Much of the research presenting strong evidence of success with high commitment management practices may actually be due to confounding variables. An example of this can be seen in research by Burton and O’Reilly  who suggested that the benefits seen from high commitment practices may not be due to the practices themselves, but may result from on overarching system architecture or organizational logic. Another possibility they suggested was that good managers themselves pick this form of managing practice  and therefore good managers may be a confounding variable. Thus it is possible that the relative success of these practices is in fact a result of reasons other than the practices themselves.

In the process of becoming a workplace with high commitment management practices, the transition  can be difficult and in order to gain the full benefits of such practices full implementation is required. All companies must go through a transitioning stage from their previous form of management to high commitment management practices, however not all of the changes can be made at once. This transition can often be difficult for managers to find the right balance between enough and too much worker influence  and change the management philosophy along with the practices. Full implementation of high commitment management practices is required in order to receive the full benefits of the system, and therefore during the transition period firms may not experience positive changes right away, which may provide disincentives for continuing the transition. This may explain why very few firms in the US have comprehensive commitment practices.

High-commitment management practices are currently considered a universal approach  seen to be effective in all firms, however the best form of management for a firm with a price-sensitive, high-volume commodity market will differ from a firm with a high-quality, low-volume market. This has been seen within the private and public sectors, where only some high-commitment management practices in the private sector have the same benefits in the public sector and the entire program cannot be transported. Managers may also face difficulty when implementing high commitment management practices as they face a tension between a consistent approach using the same practices throughout the entire workforce or adjusting their practices based on specific needs of different groups. As workforces become more diverse, this tension may become more pronounced.

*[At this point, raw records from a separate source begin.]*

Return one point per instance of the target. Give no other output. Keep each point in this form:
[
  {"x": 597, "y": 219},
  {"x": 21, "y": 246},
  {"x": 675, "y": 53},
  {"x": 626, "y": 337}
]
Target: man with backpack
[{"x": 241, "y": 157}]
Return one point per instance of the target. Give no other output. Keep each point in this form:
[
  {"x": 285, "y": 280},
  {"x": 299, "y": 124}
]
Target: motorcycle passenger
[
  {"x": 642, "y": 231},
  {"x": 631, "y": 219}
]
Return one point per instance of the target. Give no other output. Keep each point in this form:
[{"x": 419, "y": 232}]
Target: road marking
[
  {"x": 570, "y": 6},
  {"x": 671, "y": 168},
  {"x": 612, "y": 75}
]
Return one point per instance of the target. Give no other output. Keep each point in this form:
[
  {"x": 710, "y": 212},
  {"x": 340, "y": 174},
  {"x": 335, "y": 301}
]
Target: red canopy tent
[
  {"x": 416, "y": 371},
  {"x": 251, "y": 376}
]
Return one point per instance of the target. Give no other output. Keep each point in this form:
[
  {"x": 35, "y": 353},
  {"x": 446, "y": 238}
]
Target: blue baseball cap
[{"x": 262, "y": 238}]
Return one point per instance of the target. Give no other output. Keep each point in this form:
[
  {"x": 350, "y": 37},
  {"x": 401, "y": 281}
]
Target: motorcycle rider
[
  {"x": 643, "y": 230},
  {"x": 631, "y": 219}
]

While it has been proven that workers feel positively towards high commitment management practices, it is also admitted that these practices portray workers as a resource or commodity that will be exploited by the organization. Therefore, even though positive effects have been shown, these practices are also seen as another management initiative to try to gain greater control and efficiency from employees. Therefore, these practices are still exploiting the worker. Workers do express excessive pressure  and high insecurity  when high commitment management practices are implemented. However, even though companies may have high commitment practices, which in itself mean companies will have little employee flexibility, if the nature of the company is such that they embrace change, then it is possible for these to coexist.

Therefore, while there are many benefits proven to exist as a result of high commitment management practices, there are also disadvantages and difficulties incurred by management.